Make the rum syrup: Melt 4 tablespoons of the butter in a small sauce pan set over medium heat; stir in ¼ cup sugar. Cook, swirling the pan often, until the sugar dissolves and the liquid turn a medium amber color. Remove from heat and stir in the rum. Set aside.
Butter the insides of a 9‑inch cake pan. Line the bottom of the pan with a parchment round cut to fit edge to edge. Set aside.
Make the cake: In a large bowl sift the flour, baking powder and salt together. Set aside.
In a separate large bowl beat the remaining 8 tablespoons butter with an hand held electric mixer until light in color. Add the remaining 1 cup sugar and continue to beat until fluffy. Add the egg yolks and vanilla and mix them in until just incorporated.
Using a rubber spatula add about ⅓ of the buttermilk to the butter and sugar mixture; stir until just combined. Next add about ½ of the flour mixture; stir until just combined. Repeat with another ⅓ buttermilk and the remaining flour mixture; finish with the remaining buttermilk. Set aside.
In a clean bowl use the hand mixer with clean whisk attachments to beat the egg whites until soft peaks occur. Working in 2 additions, fold the egg whites into the prepared batter.
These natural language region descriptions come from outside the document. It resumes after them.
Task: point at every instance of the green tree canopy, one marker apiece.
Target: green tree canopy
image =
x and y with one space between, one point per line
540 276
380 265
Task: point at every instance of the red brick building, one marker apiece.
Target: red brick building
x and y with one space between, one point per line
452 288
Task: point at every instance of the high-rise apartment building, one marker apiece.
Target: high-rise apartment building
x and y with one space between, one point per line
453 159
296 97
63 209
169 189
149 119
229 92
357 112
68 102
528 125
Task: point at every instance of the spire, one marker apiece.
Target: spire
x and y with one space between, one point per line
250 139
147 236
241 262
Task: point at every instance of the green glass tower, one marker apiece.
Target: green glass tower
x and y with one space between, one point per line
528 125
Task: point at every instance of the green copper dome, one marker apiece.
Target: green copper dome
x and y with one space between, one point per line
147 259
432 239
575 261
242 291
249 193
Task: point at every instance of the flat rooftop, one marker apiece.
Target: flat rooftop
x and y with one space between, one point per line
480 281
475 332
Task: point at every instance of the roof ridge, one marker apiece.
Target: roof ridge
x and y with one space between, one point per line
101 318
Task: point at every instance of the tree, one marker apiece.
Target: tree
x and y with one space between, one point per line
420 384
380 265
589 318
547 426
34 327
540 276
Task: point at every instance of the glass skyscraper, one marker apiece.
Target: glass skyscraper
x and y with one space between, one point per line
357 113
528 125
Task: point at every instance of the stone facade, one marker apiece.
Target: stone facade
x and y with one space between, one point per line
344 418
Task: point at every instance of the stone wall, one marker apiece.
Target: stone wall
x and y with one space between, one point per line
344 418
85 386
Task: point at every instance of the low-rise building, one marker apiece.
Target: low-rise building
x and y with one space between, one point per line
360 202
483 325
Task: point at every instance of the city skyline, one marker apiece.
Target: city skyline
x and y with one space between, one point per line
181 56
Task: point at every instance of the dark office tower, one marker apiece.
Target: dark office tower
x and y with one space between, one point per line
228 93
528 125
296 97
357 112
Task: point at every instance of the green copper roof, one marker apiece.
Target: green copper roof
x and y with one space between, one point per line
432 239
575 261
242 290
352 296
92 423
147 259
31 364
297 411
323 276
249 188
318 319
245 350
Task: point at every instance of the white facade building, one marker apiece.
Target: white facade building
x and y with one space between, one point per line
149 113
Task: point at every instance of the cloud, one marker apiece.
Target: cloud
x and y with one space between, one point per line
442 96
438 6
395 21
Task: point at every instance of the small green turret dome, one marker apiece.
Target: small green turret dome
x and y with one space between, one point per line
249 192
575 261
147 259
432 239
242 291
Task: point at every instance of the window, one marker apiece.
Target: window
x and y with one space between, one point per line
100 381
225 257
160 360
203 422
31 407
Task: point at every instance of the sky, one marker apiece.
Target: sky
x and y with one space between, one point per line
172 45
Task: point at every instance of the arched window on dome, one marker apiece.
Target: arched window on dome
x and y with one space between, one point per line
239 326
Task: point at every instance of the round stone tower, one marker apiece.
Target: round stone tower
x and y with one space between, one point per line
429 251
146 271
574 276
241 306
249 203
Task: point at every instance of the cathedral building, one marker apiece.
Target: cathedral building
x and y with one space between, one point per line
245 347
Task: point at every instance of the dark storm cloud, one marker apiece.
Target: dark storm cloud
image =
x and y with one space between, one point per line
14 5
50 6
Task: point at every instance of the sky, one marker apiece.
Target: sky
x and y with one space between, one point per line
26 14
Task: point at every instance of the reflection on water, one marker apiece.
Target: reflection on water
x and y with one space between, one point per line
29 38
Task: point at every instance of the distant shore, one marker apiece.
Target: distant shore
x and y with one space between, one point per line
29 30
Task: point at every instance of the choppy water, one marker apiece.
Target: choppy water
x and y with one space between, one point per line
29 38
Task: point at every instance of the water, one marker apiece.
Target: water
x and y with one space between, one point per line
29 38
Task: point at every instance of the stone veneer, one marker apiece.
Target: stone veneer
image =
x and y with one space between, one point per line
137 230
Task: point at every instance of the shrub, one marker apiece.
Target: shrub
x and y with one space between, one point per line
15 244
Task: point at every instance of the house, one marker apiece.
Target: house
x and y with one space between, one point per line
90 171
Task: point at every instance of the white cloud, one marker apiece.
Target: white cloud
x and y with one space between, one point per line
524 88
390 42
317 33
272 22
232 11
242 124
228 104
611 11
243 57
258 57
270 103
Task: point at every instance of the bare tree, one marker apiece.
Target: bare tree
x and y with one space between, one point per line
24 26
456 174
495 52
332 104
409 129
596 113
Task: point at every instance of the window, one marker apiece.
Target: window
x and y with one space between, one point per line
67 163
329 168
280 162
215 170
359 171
It’s fine if the mixture looks streaky, don’t over mix.
Pour the rum syrup into the prepared pan. Lay the figs (cut side down) evenly spaced in an attractive manner over the syrup. Dollop the batter in several additions even on top of the figs. Try to keep them in place as well as possible. Gently spread the batter to cover the figs.
Bake in the heated oven until the cake is golden and puffed and cooked through in the center, about 40 minutes.
Let cool the cake on a rack about 20 minutes.
To serve: Set a flat serving plate that’s larger than the cake pan upside down on top of the cake pan. Using oven mitts or thick kitchen towels in both hands, hold the plate and cake pan firmly together in front of you. Quickly invert both the plate and the cake pan in one confident motion, letting the cake fall onto the plate. Carefully remove the cake pan allowing the cake to settle in one piece onto the serving plate. Be careful as the syrup may be hot. Gently peel off the parchment. Serve warm or at room temperature.